To achieve the best results, follow these recommendations:

  • Except when splitting the training and testing datasets, always provide entire time series for training and testing, and when calling the model for inference. Regardless of how you set context_length, don't divide the time series or provide only a part of it. The model will use data points further back than context_length for the lagged values feature.

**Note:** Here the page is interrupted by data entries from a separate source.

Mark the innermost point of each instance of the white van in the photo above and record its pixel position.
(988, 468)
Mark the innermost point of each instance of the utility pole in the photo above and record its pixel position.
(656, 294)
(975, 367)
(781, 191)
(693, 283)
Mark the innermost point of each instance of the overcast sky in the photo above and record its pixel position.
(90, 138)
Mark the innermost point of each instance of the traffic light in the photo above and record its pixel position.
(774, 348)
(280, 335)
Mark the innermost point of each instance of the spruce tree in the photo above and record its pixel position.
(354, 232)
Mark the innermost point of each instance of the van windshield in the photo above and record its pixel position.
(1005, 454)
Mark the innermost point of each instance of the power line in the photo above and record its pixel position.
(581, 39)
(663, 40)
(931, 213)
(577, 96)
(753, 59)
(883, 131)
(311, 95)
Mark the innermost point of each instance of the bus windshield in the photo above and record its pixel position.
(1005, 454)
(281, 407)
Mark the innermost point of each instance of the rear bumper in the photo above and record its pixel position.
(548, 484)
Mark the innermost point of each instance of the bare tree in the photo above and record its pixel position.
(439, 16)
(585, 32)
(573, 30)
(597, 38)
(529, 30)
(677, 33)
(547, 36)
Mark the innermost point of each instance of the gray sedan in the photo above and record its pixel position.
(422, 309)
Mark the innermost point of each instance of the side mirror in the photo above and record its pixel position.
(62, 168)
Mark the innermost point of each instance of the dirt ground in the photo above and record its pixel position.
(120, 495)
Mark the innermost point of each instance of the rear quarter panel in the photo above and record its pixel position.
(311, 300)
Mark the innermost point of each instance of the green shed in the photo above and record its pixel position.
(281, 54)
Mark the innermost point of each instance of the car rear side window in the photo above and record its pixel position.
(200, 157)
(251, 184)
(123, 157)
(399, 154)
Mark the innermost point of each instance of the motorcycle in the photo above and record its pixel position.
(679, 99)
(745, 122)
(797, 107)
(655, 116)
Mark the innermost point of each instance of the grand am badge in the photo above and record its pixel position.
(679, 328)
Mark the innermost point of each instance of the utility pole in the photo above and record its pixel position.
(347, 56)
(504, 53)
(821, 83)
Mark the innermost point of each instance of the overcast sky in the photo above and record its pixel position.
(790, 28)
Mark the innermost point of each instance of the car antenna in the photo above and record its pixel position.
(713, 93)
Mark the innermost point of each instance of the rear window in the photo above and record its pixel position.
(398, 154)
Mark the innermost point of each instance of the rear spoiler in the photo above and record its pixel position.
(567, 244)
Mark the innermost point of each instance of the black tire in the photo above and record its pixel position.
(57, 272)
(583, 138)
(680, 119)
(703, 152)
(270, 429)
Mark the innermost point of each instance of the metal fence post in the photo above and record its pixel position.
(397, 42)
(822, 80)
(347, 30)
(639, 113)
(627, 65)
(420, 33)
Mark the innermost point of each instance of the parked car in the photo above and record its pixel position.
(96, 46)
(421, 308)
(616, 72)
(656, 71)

  • For model tuning, you can split the dataset into training and testing datasets. In a typical evaluation scenario, you should test the model on the same time series used in training, but on the future prediction_length time points immediately after the last time point visible during training. To create training and testing datasets that satisfy these criteria, use the entire dataset (all of the time series) as a testing dataset and remove the last prediction_length points from each time series for training. This way, during training, the model doesn't see the target values for time points on which it is evaluated during testing. In the test phase, the last prediction_length points of each time series in the testing dataset are withheld and a prediction is generated. The forecast is then compared with the actual values for the last prediction_length points. You can create more complex evaluations by repeating time series multiple times in the testing dataset, but cutting them off at different end points. This produces accuracy metrics that are averaged over multiple forecasts from different time points.

  • Avoid using very large values (> 400) for the prediction_length because this slows down the model slow and makes it less accurate. If you want to forecast further into the future, consider aggregating to a higher frequency. For example, use 5min instead of 1min.

  • Because of lags, the model can look further back than context_length. Therefore, you don't have to set this parameter to a large value. A good starting point for this parameter is the same value as the prediction_length.

  • Train DeepAR+ models with as many time series as are available. Although a DeepAR+ model trained on a single time series might already work well, standard forecasting methods such as ARIMA or ETS might be more accurate and are more tailored to this use case. DeepAR+ starts to outperform the standard methods when your dataset contains hundreds of related time series.